Because Docker, as the default container engine, has been widely used in the production environment, splitting and migration will apply the vast majority of users, because the specific migration methods need to be discussed in detail by the community.

Strongly isolated container engine

Although Kubernetes provides basic multi-tenant function, different applications can be isolated in different namespace, and RBAC can be used to control the access of different users to all kinds of resources, but because of the characteristics of Docker sharing kernel, there are still great security risks when running untrusted applications in Kubernetes. In order to eliminate this problem, strong isolation container engine arises at the historic moment.

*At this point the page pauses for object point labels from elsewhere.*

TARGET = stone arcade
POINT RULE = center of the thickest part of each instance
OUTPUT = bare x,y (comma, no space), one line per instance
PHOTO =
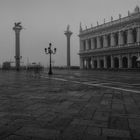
112,45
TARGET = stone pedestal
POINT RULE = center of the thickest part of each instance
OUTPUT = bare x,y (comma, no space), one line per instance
17,28
68,34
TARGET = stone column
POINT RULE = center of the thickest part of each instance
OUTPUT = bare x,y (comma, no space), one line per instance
68,34
130,36
112,39
105,43
120,62
112,62
138,35
87,47
17,28
81,45
92,43
81,63
92,59
121,40
129,61
98,62
105,62
98,42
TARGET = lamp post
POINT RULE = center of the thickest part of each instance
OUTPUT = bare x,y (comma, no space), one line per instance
50,51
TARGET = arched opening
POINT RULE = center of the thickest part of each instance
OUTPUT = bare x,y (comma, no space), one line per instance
116,39
108,59
125,37
101,64
85,64
125,62
89,63
108,40
84,45
135,35
95,64
116,62
89,44
101,39
95,41
134,62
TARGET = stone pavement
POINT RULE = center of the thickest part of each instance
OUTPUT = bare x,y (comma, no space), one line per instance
37,108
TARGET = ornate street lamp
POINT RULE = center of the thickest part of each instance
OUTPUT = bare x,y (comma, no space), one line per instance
50,51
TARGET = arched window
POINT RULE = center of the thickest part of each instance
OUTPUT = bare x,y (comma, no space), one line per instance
134,35
101,39
116,39
134,62
125,62
95,41
108,40
116,62
125,37
84,45
89,44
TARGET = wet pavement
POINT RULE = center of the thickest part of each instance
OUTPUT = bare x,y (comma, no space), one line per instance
70,105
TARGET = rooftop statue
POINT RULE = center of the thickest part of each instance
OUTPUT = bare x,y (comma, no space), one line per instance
18,24
68,28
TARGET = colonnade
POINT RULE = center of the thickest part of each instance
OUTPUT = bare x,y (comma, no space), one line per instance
109,61
120,38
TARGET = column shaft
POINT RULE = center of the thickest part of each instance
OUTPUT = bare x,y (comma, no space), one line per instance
105,62
98,42
130,36
87,47
138,35
105,43
112,62
120,62
121,40
112,39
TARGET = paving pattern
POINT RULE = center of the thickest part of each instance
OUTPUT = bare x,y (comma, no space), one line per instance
69,105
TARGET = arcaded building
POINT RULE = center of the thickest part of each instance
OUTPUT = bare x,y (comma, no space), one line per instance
111,45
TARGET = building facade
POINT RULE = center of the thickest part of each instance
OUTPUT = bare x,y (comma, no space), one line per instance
112,45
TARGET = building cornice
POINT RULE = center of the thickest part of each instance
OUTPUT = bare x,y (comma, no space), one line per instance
113,25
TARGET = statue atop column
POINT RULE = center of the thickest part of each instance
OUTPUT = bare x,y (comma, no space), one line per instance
68,34
17,28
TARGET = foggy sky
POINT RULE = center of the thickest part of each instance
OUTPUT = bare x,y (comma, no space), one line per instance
46,20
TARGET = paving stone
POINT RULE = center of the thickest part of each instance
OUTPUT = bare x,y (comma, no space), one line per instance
38,132
96,131
15,137
135,133
115,133
73,132
118,123
101,116
134,123
92,137
95,123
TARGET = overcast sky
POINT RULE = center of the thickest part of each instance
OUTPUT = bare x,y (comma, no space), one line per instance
46,20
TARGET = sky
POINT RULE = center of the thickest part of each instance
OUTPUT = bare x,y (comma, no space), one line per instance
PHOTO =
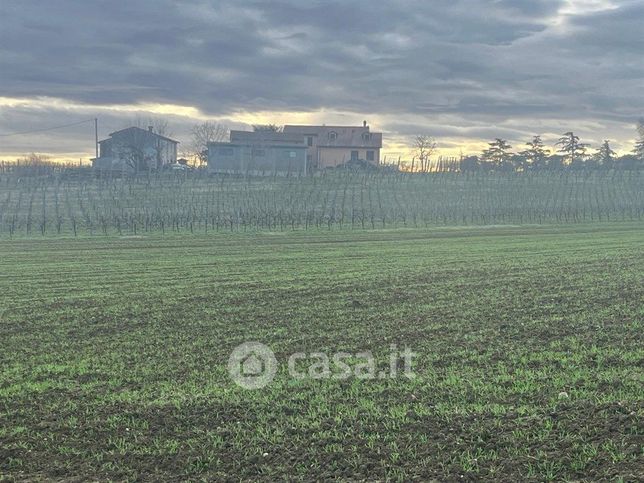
462,71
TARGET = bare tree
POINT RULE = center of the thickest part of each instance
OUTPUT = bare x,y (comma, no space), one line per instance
571,148
536,154
424,147
639,144
605,155
498,154
204,133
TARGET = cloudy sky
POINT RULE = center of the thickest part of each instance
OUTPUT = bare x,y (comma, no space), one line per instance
463,71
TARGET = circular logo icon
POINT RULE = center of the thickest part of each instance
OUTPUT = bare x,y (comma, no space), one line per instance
252,365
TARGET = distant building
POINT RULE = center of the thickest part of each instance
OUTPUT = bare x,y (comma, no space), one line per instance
135,149
259,152
329,146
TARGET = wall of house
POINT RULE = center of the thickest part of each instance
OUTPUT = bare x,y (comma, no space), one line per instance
332,156
258,159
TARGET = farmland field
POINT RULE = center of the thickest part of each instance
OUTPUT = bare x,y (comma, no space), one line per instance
78,203
529,366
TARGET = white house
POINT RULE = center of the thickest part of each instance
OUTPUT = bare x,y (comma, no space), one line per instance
135,149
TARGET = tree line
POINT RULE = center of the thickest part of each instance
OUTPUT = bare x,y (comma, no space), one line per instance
568,153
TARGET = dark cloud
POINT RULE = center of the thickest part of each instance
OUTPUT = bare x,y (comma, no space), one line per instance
471,61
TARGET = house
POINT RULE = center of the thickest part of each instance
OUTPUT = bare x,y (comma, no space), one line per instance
259,152
329,146
135,149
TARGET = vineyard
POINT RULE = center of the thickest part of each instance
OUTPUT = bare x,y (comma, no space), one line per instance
81,204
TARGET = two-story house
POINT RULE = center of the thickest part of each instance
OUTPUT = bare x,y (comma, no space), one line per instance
329,146
135,149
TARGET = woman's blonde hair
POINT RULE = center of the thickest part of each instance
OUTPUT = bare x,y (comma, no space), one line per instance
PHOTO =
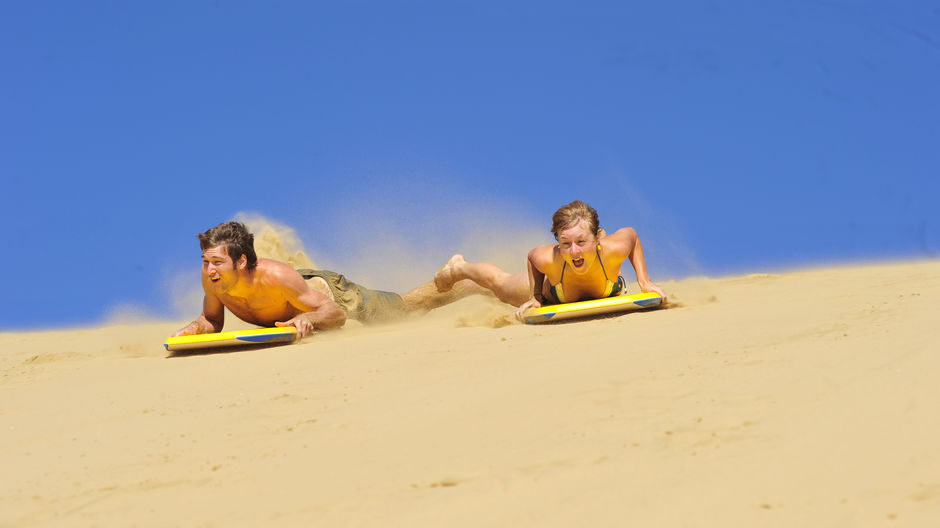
568,214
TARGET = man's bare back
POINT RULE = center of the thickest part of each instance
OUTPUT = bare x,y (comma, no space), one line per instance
270,294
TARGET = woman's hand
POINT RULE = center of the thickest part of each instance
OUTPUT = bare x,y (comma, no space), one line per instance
651,287
531,303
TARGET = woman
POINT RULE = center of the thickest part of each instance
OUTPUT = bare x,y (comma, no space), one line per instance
583,265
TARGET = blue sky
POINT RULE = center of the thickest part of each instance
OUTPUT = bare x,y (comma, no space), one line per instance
736,136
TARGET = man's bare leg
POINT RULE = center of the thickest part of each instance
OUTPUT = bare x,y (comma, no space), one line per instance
427,297
510,288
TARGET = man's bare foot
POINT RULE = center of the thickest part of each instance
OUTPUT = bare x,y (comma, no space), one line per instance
445,277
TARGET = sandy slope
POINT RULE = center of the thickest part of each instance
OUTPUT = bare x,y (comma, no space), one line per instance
803,399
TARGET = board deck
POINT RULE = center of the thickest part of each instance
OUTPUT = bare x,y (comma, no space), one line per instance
234,338
607,305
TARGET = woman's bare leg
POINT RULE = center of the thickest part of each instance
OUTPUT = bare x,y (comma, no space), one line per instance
510,288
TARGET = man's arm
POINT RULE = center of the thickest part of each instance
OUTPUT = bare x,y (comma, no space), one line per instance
210,320
318,312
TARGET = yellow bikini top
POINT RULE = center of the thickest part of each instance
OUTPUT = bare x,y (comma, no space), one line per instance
612,288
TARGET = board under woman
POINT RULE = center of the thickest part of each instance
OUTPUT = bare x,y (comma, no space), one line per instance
583,265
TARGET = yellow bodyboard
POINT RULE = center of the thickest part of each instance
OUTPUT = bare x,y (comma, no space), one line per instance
607,305
234,338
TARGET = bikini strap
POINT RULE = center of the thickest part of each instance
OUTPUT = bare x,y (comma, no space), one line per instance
599,259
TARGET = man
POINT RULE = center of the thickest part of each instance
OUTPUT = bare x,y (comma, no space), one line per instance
266,292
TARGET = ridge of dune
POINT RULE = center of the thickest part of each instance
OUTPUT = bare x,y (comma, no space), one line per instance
796,398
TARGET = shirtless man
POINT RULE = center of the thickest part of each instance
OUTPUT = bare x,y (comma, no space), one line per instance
270,293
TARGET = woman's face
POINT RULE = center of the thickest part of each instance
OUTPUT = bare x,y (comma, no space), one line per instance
576,243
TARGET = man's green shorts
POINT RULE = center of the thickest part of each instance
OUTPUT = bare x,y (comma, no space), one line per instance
360,303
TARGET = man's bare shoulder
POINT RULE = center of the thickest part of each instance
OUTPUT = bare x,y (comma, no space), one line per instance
276,273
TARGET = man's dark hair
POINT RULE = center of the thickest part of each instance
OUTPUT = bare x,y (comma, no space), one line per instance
236,239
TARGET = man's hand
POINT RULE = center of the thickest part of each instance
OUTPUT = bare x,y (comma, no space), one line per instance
190,329
650,287
301,323
531,303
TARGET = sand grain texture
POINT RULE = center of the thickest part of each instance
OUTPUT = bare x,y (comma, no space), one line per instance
805,398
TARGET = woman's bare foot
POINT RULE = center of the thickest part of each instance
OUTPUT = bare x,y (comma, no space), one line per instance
445,277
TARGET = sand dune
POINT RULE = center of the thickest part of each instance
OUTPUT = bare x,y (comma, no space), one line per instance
801,399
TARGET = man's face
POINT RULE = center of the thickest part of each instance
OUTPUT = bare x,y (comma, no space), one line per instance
219,268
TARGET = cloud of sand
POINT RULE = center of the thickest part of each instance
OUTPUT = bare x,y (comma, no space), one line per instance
275,241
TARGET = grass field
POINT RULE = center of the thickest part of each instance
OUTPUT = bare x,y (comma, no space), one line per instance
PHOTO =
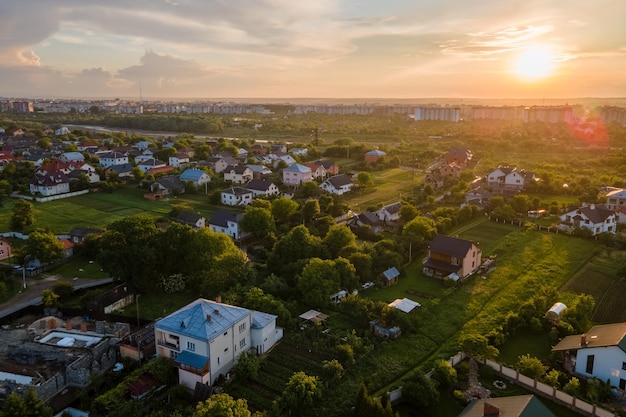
96,210
598,277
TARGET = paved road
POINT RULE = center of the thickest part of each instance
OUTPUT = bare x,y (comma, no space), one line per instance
32,295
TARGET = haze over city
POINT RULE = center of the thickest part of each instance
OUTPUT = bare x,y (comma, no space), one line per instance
323,49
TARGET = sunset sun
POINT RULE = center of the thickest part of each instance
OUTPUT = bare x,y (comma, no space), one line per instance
534,63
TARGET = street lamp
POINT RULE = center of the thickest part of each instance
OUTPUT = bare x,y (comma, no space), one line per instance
137,302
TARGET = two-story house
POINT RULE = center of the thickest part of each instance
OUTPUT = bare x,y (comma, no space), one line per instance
238,174
113,158
236,196
600,353
452,257
262,187
297,174
509,178
205,339
337,184
227,221
597,219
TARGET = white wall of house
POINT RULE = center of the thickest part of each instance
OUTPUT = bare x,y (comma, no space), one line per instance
608,363
472,261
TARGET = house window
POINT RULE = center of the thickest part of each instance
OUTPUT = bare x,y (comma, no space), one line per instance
589,367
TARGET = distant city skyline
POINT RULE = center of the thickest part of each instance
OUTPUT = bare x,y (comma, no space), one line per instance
326,49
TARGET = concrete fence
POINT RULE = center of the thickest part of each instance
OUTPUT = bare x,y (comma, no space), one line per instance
550,392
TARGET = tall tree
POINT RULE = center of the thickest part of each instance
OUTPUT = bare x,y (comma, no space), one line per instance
45,246
23,215
301,392
337,238
258,221
222,405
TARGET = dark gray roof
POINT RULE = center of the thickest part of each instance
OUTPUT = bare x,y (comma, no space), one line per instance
339,181
171,182
259,185
223,216
450,246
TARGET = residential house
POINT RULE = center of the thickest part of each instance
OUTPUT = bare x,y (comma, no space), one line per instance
390,276
236,196
297,174
434,180
262,188
259,171
191,218
259,149
5,249
375,155
451,170
53,166
72,157
600,353
179,159
227,221
109,159
205,339
452,257
390,213
149,164
79,234
509,178
238,174
598,219
197,177
337,184
160,170
168,185
330,166
287,159
68,247
318,170
460,156
477,197
515,406
122,171
278,148
367,218
48,184
616,199
216,164
299,151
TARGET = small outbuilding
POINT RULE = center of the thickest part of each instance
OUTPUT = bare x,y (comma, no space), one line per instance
555,312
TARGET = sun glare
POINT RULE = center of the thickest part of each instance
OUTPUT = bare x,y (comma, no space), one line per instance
534,63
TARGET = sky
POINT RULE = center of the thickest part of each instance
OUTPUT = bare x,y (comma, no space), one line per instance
319,49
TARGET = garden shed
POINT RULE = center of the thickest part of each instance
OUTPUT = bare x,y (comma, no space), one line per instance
555,312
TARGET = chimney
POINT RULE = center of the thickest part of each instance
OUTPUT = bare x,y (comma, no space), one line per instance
490,410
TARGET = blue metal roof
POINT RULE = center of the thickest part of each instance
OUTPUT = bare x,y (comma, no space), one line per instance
391,273
298,168
202,319
261,320
193,174
192,359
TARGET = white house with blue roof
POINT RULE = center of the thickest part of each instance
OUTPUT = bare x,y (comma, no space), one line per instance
206,337
196,176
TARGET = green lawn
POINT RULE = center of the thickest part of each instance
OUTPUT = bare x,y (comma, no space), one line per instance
97,210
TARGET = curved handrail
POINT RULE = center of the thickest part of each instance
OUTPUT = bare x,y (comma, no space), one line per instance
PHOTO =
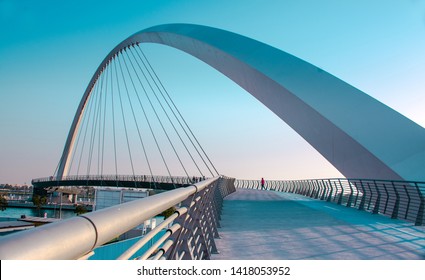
75,237
393,198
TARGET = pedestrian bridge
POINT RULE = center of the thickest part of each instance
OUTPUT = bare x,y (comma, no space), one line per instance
216,220
270,225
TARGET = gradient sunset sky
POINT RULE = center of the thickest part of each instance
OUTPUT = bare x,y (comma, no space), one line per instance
49,51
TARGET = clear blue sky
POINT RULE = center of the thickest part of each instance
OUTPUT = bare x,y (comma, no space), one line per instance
49,51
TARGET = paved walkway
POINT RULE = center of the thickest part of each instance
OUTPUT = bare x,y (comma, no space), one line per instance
268,225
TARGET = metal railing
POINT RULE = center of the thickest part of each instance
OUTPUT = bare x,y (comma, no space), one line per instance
137,178
396,199
191,236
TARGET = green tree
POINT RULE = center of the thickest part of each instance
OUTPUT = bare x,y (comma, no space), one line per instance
38,202
3,203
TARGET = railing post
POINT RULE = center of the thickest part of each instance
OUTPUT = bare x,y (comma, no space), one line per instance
350,198
394,214
378,200
420,216
388,197
342,193
330,194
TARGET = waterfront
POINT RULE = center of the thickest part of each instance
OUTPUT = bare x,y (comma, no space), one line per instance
16,213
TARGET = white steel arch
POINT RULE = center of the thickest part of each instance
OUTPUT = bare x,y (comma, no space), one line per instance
360,136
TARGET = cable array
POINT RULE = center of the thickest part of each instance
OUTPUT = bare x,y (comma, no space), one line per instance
131,125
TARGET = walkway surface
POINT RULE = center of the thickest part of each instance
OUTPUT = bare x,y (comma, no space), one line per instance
268,225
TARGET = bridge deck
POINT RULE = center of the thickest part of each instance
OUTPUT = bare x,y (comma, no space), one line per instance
270,225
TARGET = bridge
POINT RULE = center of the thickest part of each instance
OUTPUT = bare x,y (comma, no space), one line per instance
377,215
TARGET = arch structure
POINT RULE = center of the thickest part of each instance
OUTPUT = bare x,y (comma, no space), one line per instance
357,134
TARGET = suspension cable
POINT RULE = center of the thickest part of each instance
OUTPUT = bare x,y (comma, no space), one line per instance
147,120
178,112
122,111
165,112
158,118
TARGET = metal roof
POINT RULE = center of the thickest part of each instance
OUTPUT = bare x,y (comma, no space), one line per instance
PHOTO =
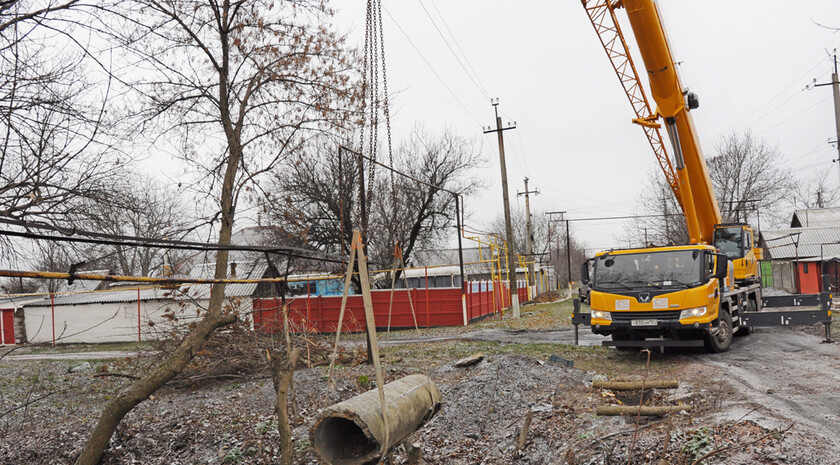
244,270
78,285
819,218
102,297
437,257
782,244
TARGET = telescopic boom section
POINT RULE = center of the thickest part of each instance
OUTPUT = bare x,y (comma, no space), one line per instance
695,186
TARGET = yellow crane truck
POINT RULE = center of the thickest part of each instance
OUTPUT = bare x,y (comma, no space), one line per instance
687,295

The earliest strongly isolated container engines are hyperd and clear container, the forerunners of Kata containers, which runs Kubernetes Pod as a virtual machine, so that container applications can be strongly isolated through virtualization. Virtualization is the foundation of IaaS in cloud computing, and its security has been widely verified, so its security has been guaranteed. The two projects have now been merged into Kata containers.

In addition to Kata containers, Google and AWS are also promoting strongly isolated container engines, namely gVisor and Firecraker.

Unlike Kata containers, gVisor does not create a complete VM, but implements its own sandbox (the document becomes a user-mode kernel) to intercept and filter the container's syscall, thus achieving security isolation. Although gVisor is lighter than VM, intercepting and filtering will also bring high costs, which will cause some loss to the performance of the final container application.

Similarly, Firecraker implements a lightweight VM based on KVM, called microVM. Unlike Kata, instead of using QEMU, it builds a compact device model with Rust, so that each microVM consumes only about 5MB memory.

Multi-container runtime

With a strongly isolated container engine, some new problems inevitably arise. For example, many of Kubernetes's own services or extensions cannot run in a strongly isolated environment because they require HostNetwork or privileged mode. Therefore, the multi-container runtime arises at the historic moment.

In this way, privileged applications such as runc/docker can be used to run privileged applications, while strong isolation container engines can be used to run normal applications. For example, a typical combination is:

Runc + kata

Runc + gVisor

Windows server containers + Hyper-V containers

Previously, many container runtimes supported multiple container engines in CRI Shim and were selected in the form of Annotations. With the help of new RuntimeClass resources, different runtime can be selected directly through Pod Spec.

ApiVersion: node.k8s.io/v1beta1 kind: RuntimeClass metadata: name: myclas # RuntimeClass is non-namespaced handler: myconfiguration-apiVersion: v1 kind: Pod metadata: name: mypod spec: runtimeClassName: myclass #.

RuntimeClass itself is still in a relatively early stage, and will continue to be further enhanced in scheduling and other aspects in the future.

The above is all the content of this article "what system is Kubernetes?" Thank you for reading! I believe we all have a certain understanding, hope to share the content to help you, if you want to learn more knowledge, welcome to follow the industry information channel!

Welcome to subscribe "Shulou Technology Information " to get latest news, interesting things and hot topics in the IT industry, and controls the hottest and latest Internet news, technology news and IT industry trends.

*The comments in the above article only represent the author's personal views and do not represent the views and positions of this website. If you have more insights, please feel free to contribute and share.